Continental cuts more jobs
Continental cites the persistently low global vehicle production and the worsening of the economic crisis due to the effects of the coronavirus pandemic as the reasons for the austerity measures. The company does not expect a return to the pre-crisis level of 2017 before 2025 and so plans to save €1bn by 2023. Instead of the 20,000 jobs planned so far, 30,000 jobs are to be cut now.
“The entire automotive industry is currently facing enormous challenges. None of its crises of the past 70 years has been bigger or sharper,” said Continental’s CEO Elmar Degenhart. “It is already demanding a great deal from us in the short term, and it is challenging us to the utmost for years to come.
According to the CEO, the company must now focus all its energies on developing future technologies in order to return to growth.
All business units including those at the headquarters and at all locations in Germany and abroad are contributing to the targeted savings and optimizations. The strategy includes the consolidation of tasks from production, research and development at the most competitive locations worldwide as well as portfolio adjustments.
In addition, the company is pushing ahead with the automation of its processes, for example through technologies such as Industry 4.0, as well as increasing flexibility of work and reducing labor costs. Furthermore, the sale of unprofitable business units is planned. The company did not initially announce which divisions might be affected by this. In addition, activities with high structural costs are likely to be relocated to more favorable regions and plants with low capacity utilization will be closed.
Overall, Continental expects that the planned changes resulting from the structural program launched in September 2019 and now expanded will probably have a direct impact on around 30,000 jobs worldwide. This means that they will be changed, relocated or abandoned. Approximately 13,000 of these jobs are in Germany, with a further majority in countries where labor costs are also high. By 2025, 90 percent of these targeted adjustments should be completed.

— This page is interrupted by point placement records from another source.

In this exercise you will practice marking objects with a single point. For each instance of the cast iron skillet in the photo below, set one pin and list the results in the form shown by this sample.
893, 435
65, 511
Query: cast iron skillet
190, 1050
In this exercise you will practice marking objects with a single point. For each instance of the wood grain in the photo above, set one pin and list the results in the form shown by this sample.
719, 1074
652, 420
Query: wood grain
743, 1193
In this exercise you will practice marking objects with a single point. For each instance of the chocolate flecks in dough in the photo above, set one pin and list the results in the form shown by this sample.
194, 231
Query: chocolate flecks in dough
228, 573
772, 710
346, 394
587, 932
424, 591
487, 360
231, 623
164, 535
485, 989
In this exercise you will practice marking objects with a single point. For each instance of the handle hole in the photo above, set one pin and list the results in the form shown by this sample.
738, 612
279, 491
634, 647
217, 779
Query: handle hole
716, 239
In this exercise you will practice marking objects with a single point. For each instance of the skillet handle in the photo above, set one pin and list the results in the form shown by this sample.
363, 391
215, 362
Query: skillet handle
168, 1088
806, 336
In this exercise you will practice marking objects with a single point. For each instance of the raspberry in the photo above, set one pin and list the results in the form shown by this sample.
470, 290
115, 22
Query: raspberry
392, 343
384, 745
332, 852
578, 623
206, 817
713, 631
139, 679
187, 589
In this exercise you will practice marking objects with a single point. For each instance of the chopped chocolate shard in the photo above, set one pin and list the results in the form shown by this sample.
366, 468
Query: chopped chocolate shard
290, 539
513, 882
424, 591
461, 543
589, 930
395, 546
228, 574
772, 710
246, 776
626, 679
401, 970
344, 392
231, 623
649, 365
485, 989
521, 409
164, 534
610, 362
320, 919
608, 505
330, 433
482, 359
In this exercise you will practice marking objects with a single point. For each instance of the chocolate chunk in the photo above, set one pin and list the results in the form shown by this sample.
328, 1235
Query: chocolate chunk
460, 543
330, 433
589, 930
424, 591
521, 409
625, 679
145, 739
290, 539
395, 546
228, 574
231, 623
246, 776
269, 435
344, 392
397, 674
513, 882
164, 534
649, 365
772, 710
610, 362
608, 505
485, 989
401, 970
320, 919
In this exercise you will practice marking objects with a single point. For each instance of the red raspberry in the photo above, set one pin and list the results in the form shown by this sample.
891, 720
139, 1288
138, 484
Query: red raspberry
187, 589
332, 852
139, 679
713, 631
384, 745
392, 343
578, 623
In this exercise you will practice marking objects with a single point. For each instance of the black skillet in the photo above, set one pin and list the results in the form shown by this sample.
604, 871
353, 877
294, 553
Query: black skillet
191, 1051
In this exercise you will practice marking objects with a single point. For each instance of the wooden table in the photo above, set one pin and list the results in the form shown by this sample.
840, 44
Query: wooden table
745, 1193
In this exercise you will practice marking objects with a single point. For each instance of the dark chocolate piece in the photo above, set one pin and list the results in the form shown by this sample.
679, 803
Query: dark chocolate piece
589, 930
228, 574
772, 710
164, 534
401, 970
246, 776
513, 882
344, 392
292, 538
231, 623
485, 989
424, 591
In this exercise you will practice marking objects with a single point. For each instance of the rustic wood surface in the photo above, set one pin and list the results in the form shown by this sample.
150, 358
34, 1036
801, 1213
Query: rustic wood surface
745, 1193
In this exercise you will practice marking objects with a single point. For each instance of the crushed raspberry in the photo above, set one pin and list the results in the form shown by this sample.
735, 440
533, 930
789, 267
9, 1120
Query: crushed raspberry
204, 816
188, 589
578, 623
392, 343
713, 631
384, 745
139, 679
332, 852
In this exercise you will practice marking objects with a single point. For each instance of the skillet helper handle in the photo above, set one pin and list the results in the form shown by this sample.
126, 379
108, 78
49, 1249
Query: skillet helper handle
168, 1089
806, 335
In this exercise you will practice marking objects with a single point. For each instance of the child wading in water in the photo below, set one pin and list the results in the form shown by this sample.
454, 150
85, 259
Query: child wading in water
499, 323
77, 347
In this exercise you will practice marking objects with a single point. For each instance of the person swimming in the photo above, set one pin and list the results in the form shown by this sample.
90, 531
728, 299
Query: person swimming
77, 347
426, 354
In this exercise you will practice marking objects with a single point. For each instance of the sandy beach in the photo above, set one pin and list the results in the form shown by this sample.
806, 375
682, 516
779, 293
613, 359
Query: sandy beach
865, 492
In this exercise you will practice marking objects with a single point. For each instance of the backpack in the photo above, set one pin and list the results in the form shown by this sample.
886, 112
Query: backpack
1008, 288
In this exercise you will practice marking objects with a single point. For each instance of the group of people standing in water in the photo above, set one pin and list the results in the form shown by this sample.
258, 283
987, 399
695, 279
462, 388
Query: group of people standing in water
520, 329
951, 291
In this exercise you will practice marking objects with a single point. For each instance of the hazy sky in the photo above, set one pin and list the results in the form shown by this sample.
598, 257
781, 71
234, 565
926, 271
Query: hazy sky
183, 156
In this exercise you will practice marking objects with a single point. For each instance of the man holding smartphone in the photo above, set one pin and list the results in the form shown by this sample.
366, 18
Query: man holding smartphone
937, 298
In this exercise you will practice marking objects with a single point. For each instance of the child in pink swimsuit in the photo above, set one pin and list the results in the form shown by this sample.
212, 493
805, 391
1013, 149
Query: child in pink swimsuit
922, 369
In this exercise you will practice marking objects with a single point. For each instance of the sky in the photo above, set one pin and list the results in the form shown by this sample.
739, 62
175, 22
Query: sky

Originally, the company announced measures in September 2019 that would have affected up to 20,000 jobs worldwide, including around 7,000 in Germany. Part of the transformation program has already been completed, directly affecting some 3,000 jobs worldwide since the end of September 2019.
This figure does not include the number of jobs that will be created in the coming years as a result of opposing, positive effects, such as the targeted growth in the future fields of mobility. These include technologies and software for digitization, assisted and automated driving and emission-free mobility.